50. Price Review and Adjustments

(i) Where annual charges are stated to be fixed for the contract duration, AMSL reserves the right to adjust prices in the event of exceptional increases in statutory costs, energy surcharges, or compliance obligations, including but not limited to refrigerant price increases due to legislation.

(ii) Any such adjustment will be notified to the Client in writing and agreed prior to implementation.

51. Scope of Services – Exclusions

(i) Routine maintenance visits under PPM agreements exclude the cost of replacement parts, consumables (including but not limited to filters, belts, refrigerant, oils, and batteries), and reactive call-outs unless expressly stated in the Quotation.

(ii) Such items and services will be invoiced separately at AMSL’s prevailing rates.

52. Client Access Obligations

(i) The Client must provide safe, reasonable, and timely access to all equipment due for maintenance.

(ii) Where access is denied, restricted, or unsafe, AMSL may, at its discretion, deem the visit completed and chargeable in full.

53. Automatic Renewal

(i) At the end of the fixed term, unless either party gives 60 days’ written notice of termination, the agreement shall automatically renew for successive 12-month periods at AMSL’s prevailing rates.

(ii) Renewal terms may be varied by AMSL upon written notice prior to renewal.

54. Client Asset Disclosure and Records

(i) Where AMSL maintains statutory records on behalf of the Client, including but not limited to F-Gas logs, service reports, and asset registers, such records are prepared in reliance on the information provided by the Client.

(ii) AMSL accepts no liability for omissions, non-compliance, or penalties arising from systems or assets not disclosed to AMSL by the Client.

55. Long-Term Force Majeure

(i) If a Force Majeure event (as defined in Clause 30) continues for a period exceeding 60 days, the parties shall meet in good faith to agree reasonable variations to the contract, including suspension or rescheduling of Services.

(ii) Where agreement cannot be reached, either party may terminate the contract on 14 days’ written notice.

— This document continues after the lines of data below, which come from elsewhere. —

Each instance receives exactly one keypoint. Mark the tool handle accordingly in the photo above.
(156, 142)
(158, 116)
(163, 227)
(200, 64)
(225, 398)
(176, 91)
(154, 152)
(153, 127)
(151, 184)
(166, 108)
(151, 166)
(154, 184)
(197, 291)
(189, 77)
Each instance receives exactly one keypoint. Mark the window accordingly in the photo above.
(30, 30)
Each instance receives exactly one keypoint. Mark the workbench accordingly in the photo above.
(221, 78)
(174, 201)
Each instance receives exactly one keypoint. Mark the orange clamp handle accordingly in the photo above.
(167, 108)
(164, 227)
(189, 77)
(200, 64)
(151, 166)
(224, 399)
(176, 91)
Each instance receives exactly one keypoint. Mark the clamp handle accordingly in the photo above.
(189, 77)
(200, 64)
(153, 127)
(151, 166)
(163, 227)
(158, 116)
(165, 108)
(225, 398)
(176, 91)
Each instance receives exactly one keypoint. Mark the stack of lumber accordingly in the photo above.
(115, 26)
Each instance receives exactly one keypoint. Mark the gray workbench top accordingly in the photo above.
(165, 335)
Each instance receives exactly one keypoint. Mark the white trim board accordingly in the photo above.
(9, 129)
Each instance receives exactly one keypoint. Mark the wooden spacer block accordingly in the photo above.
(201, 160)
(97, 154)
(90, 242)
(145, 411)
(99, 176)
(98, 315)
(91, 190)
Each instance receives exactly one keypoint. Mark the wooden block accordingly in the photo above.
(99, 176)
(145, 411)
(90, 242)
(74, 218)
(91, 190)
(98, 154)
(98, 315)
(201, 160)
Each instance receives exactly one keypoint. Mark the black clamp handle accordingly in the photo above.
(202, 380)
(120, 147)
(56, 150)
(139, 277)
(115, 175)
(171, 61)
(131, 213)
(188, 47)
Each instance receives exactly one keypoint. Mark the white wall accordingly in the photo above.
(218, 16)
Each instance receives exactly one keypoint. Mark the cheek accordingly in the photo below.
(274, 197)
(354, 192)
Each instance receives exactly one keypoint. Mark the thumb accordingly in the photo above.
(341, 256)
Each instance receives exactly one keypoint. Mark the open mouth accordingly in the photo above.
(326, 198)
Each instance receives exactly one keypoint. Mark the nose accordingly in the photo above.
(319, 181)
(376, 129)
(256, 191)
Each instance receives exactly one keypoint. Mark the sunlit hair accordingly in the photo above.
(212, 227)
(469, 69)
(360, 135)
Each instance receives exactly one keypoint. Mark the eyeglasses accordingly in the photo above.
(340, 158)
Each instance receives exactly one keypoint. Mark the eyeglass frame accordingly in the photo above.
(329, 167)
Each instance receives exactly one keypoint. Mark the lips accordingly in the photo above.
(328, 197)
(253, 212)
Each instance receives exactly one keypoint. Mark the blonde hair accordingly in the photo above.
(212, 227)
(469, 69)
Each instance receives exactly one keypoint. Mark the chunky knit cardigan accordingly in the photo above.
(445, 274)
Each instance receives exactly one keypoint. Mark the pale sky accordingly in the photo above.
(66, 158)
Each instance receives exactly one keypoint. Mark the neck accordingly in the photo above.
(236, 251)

All Services delivered and costs incurred up to the date of termination will remain payable by the Client.

56. Indexation of Charges

(i) Where multi-year pricing is agreed, AMSL reserves the right to apply an annual increase to service charges in line with the UK Consumer Price Index (CPI), subject to a minimum of 2% and a maximum of 5% per annum.

(ii) Any such adjustment shall take effect on the anniversary of the contract start date and will be notified to the Client in writing not less than 30 days in advance.

57. Health & Safety Compliance

(i) The Client must notify AMSL of any changes to site-specific health and safety requirements, policies, or rules during the term of the contract.

(ii) AMSL reserves the right to suspend Services where site conditions present an unacceptable risk to AMSL personnel, equipment, or subcontractors.

(iii) Where Services are suspended due to unsafe conditions, the visit may be deemed completed and chargeable in full.

58. Service Visit Rescheduling

(i) If the Client cancels or reschedules a planned maintenance visit with less than 72 hours’ written notice, AMSL reserves the right to charge 50% of the visit cost.

(ii) Where AMSL is able to redeploy resources effectively, such charge may, at AMSL’s discretion, be waived.

59. Non-Payment under Fixed-Term Contracts

(i) Failure by the Client to make payment within agreed terms shall entitle AMSL to suspend Services and/or terminate the agreement with immediate effect.

(ii) In the event of such termination, the balance of all remaining contract charges for the unexpired portion of the fixed-term agreement shall become immediately due and payable in full.

60. Change of Law and Compliance Costs

(i) If, during the term of a fixed-term contract, a change in law, regulation, or recognised industry standard results in additional compliance obligations or increased costs in providing the Services, AMSL shall be entitled to recover such additional costs from the Client on a fair and reasonable basis.

(ii) AMSL shall provide written notice of any such change, together with supporting details of the additional costs to be applied.